Le contexte actuel n’arrange rien. Depuis les attaques du Hamas le 7 octobre 2023, les tensions se sont ravivées et l’antisémitisme s’exprime plus ouvertement. Certains opposent les souffrances, comparent les génocides… Or, la laïcité a justement été conçue pour permettre de faire société au-delà des appartenances religieuses.
Je comprends donc la prudence des professeurs, mais il faut continuer à parler de ces sujets. Le silence laisserait le champ libre aux discours extrémistes. Il faut rappeler sans relâche que la laïcité, ce n’est pas le rejet des religions, c’est leur coexistence pacifique dans un cadre commun.

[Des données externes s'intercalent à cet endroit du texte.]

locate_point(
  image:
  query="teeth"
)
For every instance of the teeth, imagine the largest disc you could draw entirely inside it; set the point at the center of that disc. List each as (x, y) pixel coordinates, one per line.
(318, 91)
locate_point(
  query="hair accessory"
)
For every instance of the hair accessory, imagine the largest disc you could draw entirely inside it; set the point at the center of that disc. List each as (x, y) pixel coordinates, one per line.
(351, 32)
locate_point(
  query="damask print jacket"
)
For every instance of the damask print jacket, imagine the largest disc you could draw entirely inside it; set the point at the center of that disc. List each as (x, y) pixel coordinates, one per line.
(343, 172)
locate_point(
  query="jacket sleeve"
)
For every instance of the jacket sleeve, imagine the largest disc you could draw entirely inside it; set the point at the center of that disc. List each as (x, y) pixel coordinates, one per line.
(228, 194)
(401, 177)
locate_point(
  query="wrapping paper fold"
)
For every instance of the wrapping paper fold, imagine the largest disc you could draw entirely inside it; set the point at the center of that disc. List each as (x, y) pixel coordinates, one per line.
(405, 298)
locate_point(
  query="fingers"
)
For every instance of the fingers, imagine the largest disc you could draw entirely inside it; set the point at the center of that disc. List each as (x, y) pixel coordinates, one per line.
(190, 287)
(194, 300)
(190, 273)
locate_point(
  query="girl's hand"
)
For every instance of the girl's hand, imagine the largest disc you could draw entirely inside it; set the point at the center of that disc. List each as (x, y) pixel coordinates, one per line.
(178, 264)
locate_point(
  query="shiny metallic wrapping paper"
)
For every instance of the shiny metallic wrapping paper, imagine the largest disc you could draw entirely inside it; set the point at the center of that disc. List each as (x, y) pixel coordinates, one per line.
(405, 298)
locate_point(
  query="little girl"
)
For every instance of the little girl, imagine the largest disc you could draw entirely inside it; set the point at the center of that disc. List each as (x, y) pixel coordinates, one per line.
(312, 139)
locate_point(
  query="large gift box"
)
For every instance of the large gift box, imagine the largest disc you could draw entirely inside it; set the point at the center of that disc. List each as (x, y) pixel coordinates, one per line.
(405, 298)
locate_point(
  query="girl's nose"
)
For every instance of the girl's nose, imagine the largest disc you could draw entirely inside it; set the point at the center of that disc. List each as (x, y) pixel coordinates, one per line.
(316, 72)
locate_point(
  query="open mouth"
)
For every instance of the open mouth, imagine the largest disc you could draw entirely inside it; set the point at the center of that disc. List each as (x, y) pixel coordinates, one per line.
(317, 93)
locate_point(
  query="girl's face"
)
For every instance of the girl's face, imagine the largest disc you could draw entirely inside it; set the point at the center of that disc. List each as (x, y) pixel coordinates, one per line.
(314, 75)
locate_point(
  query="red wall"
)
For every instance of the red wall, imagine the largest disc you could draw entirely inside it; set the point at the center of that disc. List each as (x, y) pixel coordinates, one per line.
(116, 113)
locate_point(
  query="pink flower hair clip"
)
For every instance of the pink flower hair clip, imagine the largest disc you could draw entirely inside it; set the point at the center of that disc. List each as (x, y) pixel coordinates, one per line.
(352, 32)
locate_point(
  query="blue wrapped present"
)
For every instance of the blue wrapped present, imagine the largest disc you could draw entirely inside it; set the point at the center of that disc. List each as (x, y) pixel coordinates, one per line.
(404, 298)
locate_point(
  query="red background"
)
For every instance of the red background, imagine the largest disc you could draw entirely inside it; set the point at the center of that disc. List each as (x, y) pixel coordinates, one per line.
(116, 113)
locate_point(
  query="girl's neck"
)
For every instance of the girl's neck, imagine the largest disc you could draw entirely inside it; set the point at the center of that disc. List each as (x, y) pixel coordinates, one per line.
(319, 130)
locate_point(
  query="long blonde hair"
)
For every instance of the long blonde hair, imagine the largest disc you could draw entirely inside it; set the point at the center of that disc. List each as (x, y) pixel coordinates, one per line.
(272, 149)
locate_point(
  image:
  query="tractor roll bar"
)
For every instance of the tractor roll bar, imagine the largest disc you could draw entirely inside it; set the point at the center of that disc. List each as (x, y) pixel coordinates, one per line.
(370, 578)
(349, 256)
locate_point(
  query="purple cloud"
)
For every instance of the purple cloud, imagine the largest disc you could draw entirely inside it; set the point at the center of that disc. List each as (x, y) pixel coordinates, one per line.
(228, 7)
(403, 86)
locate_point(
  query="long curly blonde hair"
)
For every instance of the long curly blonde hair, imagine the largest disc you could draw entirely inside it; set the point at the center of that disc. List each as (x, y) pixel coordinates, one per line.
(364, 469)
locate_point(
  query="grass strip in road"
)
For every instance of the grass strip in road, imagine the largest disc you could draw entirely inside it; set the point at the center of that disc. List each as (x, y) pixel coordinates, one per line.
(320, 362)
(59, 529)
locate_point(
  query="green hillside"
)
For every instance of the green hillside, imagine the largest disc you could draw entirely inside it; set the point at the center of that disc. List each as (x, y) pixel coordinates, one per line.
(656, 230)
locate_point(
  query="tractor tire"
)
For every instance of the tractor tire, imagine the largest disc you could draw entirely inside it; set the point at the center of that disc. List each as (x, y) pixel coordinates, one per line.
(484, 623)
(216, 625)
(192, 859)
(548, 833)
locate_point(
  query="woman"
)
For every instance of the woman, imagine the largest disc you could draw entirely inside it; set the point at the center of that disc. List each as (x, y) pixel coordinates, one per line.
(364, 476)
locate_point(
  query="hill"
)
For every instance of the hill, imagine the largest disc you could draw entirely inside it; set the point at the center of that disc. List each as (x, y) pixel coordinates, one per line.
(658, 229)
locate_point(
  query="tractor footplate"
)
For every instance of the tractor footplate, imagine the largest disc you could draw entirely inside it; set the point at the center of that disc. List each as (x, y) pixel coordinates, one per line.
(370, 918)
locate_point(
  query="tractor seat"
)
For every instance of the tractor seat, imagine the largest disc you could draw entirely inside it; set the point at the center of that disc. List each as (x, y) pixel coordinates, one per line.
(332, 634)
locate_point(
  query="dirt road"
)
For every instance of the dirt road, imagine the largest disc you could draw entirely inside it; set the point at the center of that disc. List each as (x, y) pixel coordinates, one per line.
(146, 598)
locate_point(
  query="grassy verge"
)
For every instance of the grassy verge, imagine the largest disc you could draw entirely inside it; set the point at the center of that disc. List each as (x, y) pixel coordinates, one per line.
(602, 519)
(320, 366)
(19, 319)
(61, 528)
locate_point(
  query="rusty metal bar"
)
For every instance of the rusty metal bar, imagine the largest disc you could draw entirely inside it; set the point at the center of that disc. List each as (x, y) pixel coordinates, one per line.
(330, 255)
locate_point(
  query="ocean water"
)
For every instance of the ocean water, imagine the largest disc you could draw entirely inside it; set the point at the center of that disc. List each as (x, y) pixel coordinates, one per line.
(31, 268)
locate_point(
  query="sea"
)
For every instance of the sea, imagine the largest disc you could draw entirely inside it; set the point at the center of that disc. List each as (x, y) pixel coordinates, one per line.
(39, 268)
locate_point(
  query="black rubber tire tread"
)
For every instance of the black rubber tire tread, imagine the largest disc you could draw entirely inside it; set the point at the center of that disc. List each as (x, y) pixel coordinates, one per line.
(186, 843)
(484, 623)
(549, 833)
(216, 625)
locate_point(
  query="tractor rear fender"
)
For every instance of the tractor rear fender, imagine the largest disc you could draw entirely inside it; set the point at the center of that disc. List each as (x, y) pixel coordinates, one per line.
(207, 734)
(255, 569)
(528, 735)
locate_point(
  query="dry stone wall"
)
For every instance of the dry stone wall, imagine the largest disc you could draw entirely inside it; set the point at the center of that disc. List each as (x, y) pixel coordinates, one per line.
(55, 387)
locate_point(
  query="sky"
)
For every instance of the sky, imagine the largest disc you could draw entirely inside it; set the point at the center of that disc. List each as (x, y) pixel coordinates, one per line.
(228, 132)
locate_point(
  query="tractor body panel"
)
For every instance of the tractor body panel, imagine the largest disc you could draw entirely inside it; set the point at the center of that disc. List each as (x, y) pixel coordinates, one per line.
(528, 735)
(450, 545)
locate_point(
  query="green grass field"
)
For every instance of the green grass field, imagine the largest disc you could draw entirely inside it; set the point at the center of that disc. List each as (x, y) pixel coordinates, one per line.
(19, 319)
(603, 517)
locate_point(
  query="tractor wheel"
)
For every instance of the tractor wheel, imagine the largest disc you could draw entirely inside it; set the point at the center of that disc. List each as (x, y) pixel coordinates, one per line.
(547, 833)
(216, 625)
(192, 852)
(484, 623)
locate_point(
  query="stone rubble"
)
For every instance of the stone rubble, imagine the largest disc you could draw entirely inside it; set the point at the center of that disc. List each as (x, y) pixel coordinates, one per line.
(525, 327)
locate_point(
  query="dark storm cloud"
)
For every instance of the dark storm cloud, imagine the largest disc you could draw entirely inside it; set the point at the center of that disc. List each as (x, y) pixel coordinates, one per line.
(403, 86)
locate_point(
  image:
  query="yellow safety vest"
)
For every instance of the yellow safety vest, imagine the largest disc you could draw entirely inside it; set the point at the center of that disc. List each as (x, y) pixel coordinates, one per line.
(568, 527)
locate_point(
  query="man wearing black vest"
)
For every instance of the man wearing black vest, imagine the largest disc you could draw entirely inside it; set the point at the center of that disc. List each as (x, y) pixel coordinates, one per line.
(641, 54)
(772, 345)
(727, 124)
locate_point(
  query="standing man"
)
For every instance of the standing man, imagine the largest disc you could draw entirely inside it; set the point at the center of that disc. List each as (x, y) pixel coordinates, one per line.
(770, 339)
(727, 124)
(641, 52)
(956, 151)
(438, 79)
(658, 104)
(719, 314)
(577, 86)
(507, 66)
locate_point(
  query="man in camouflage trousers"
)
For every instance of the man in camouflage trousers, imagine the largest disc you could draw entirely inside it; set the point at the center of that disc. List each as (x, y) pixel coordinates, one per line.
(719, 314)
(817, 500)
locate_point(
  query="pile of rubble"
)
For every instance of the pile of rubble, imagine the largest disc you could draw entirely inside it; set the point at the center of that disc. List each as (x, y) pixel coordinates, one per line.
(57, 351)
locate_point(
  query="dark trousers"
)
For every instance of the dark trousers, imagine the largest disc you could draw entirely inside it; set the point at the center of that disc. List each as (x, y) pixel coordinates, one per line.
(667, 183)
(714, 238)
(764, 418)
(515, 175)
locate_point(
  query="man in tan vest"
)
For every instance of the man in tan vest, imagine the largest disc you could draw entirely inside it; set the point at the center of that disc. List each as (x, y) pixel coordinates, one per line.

Où les enseignants peuvent-ils trouver du soutien face à ces situations ?

L’Éducation nationale dispose de dispositifs d’accompagnement et de formation, pilotés par les directions académiques. Les référents laïcité ou les inspecteurs peuvent orienter les enseignants vers des modules de formation adaptés. Cela dit, ces dispositifs ne sont pas uniformes sur le territoire : leur déploiement dépend des moyens locaux. Dans les départements les plus exposés, comme la Seine-Saint-Denis, les besoins sont considérables. Les formations existent, mais pas toujours en nombre suffisant. Il reste donc un vrai enjeu de moyens et d’accompagnement pour soutenir les enseignants sur le terrain.

Lire et télécharger le livret pédagogique « Le petit lutin et la laïcité »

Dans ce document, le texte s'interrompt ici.